Morning Collect: Benedict of Nursia

Almighty and everlasting God, your precepts are the wisdom of a loving Father: Give us grace, following the teaching and example of your servant Benedict, to walk with loving and willing hearts in the school of the Lord's service; let your ears be open to our prayers; and prosper with your blessing the work of our hands; through Jesus Christ our Lord, who lives and reigns with you and the Holy Spirit, one God, for ever and ever. Amen.

Comments

Lerewayah said…
Thought you might like to see this reflection on Benedict from Sr. Joan Chittister:

The Marks of Greatness

Feast of St. Benedict, July 11
Great people speak to ages after them like sound waves in the universe. Their voices glide across the ages of time, their words ringing on, the echoes of their lives rebounding in our own.

But it is sometimes difficult to recognize the great when first they come because there are few who are really ready for them. Few see the new world before them as clearly as they do. The Roman philosopher Boethius wrote, "Every age that is dying is a new age coming to life." The problem is that most people stay rooted in the age before them where the path is clear, the way is sure and the work is stable. The great people of every age are those who step over from one age to the next to show us that we must step over too.

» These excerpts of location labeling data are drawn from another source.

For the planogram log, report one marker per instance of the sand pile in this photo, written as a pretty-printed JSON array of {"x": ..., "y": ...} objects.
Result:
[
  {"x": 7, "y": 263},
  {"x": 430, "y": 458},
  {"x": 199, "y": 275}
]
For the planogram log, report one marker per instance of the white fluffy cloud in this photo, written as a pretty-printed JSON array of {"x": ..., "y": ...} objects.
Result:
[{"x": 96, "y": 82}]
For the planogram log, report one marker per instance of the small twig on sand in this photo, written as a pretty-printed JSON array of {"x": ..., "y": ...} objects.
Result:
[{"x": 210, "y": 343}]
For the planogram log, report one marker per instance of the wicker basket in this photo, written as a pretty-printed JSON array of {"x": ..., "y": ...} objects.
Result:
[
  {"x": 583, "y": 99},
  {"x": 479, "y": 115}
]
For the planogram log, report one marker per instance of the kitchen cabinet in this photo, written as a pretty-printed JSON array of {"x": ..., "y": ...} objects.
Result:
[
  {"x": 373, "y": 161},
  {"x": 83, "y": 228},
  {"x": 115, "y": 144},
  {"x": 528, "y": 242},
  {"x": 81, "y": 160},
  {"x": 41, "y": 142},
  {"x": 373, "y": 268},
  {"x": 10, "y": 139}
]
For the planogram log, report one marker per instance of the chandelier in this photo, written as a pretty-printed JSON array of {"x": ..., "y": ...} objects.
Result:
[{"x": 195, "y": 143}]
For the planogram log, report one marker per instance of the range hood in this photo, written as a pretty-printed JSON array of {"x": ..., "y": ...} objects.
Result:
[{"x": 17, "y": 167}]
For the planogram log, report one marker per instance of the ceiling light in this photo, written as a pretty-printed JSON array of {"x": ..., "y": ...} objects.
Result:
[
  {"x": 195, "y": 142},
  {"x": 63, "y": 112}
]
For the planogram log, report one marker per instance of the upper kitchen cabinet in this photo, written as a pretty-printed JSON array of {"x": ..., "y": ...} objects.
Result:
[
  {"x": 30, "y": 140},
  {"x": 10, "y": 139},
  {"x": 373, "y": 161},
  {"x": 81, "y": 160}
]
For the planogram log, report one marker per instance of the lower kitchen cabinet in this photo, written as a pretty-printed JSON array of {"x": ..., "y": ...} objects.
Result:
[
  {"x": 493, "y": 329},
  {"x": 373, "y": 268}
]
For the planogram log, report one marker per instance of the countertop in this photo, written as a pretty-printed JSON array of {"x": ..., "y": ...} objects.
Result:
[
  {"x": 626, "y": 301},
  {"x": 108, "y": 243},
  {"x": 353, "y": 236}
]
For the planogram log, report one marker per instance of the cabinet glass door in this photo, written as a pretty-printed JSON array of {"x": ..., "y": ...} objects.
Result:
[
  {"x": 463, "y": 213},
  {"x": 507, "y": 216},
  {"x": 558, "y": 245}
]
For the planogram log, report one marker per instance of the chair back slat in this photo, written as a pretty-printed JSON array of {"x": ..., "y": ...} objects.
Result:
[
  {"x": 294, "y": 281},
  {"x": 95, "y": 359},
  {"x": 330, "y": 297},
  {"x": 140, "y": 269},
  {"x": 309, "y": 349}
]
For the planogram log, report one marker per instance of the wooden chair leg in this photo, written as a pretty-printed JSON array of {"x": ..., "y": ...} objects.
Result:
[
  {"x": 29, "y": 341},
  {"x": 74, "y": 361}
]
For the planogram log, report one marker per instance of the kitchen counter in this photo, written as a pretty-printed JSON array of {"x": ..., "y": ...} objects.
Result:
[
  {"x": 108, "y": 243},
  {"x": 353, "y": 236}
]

Greatness is that quality, like literary preeminence, that is impossible to define with scientific precision but almost equally impossible to mistake once you see it. It is a shocking thing, greatness, because it brings to the world around it a radiance of spirit, a clarity of purpose and courage of heart masked at first by the trappings of the ordinary. It feels, in fact, so stock that once you witness it you take it for granted. It oozes out of a great-souled person in rare but commonplace fashion and in that way draws everything in its orbit into the stuff of greatness too. "The great," Sydney Smith wrote, "hallow a whole people and lift up all who live in their time."

Greatness has four sure marks: freedom from the barnacles of the self, compassion for others whatever the desires of the self, commitment to something greater than the self and the life-giving courage that is willing to sacrifice the self for the sake of that freedom of spirit, tenderness of heart and vision of soul.

Benedict of Nursia was one of the great ones.

--Sr. Joan Chittister

shared by Gretchen Chateau
Thanks, Gretchen! Joan Chittister is such a great writer - so elegant and clear. And she is right that Benedict was one of the great ones!